Also - is there a bugID for this new issue?
The one I quoted is supposed to only affect non-existent device names.
Why is this affecting valid device names as well, and only in the VDSM
context?
Antonio may correct me here, but I believe it's caused by vdsm using
libnl-1.x and py-ethtool using libnl3. We've discovered an issue with
this combination, where libnl-1.x is able to invalidate the netlink
socket libnl3 gives py-ethtool; rendering py-ethtool useless.
This issue is somewhat tracked in this bz:
<
This is actually quite a delicate issue, as I believe there are some
fixes in vdsm, py-ethtool have some patches to improve the error
handling (which should help vdsm too) and we're waiting for an official
libnl3 update to tackle the socket handling better.
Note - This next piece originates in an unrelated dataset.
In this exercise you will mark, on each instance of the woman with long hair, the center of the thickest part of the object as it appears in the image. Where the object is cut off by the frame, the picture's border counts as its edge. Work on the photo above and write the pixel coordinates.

I have hopes that once the libnl3 fixes gets out, much of this will be
solved.
David S.
On 05/12/2014 06:21 PM, Dan Kenigsberg wrote:
> On Mon, May 12, 2014 at 05:53:10PM -0400, Bob Doolittle wrote:
>> On 05/12/2014 02:49 PM, Bob Doolittle wrote:
>>> Hi,
>>>
>>> I'm trying to set up a fresh system on F19, using oVirt 3.4.
>>>
>>> When running hosted-engine --deploy, it fails during "Configuring the
>>> management bridge". The ovirt-hosted-engine-setup log shows:
>>>
>>> 2014-05-12 13:59:35 INFO
>>> otopi.plugins.ovirt_hosted_engine_setup.network.bridge bridge._misc:196
>>> Configuring the management bridge
>>> 2014-05-12 13:59:35 DEBUG otopi.context context._executeMethod:152
>>> method
>>> exception
>>> Traceback (most recent call last):
>>> File "/usr/lib/python2.7/site-packages/otopi/context.py", line
>>> 142, in
>>> _executeMethod
>>> method['method']()
>>> File
>>>
"/usr/share/ovirt-hosted-engine-setup/scripts/../plugins/ovirt-hosted-engine-setup/network/bridge.py",
>>>
>>> line 201, in _misc
>>> ].s.getVdsCapabilities()['info']['nics'][nics]
>>> KeyError: 'info'
>>> 2014-05-12 13:59:35 ERROR otopi.context context._executeMethod:161
>>> Failed
>>> to execute stage 'Misc configuration': 'info'
>>>
>>>
>>> The vdsm.log shows:
>>>
>>> Thread-14::DEBUG::2014-05-12
>>> 13:59:35,840::BindingXMLRPC::1067::vds::(wrapper) client
>>> [127.0.0.1]::call
>>> getCapabilities with () {}
>>> Thread-14::DEBUG::2014-05-12 13:59:35,875::utils::642::root::(execCmd)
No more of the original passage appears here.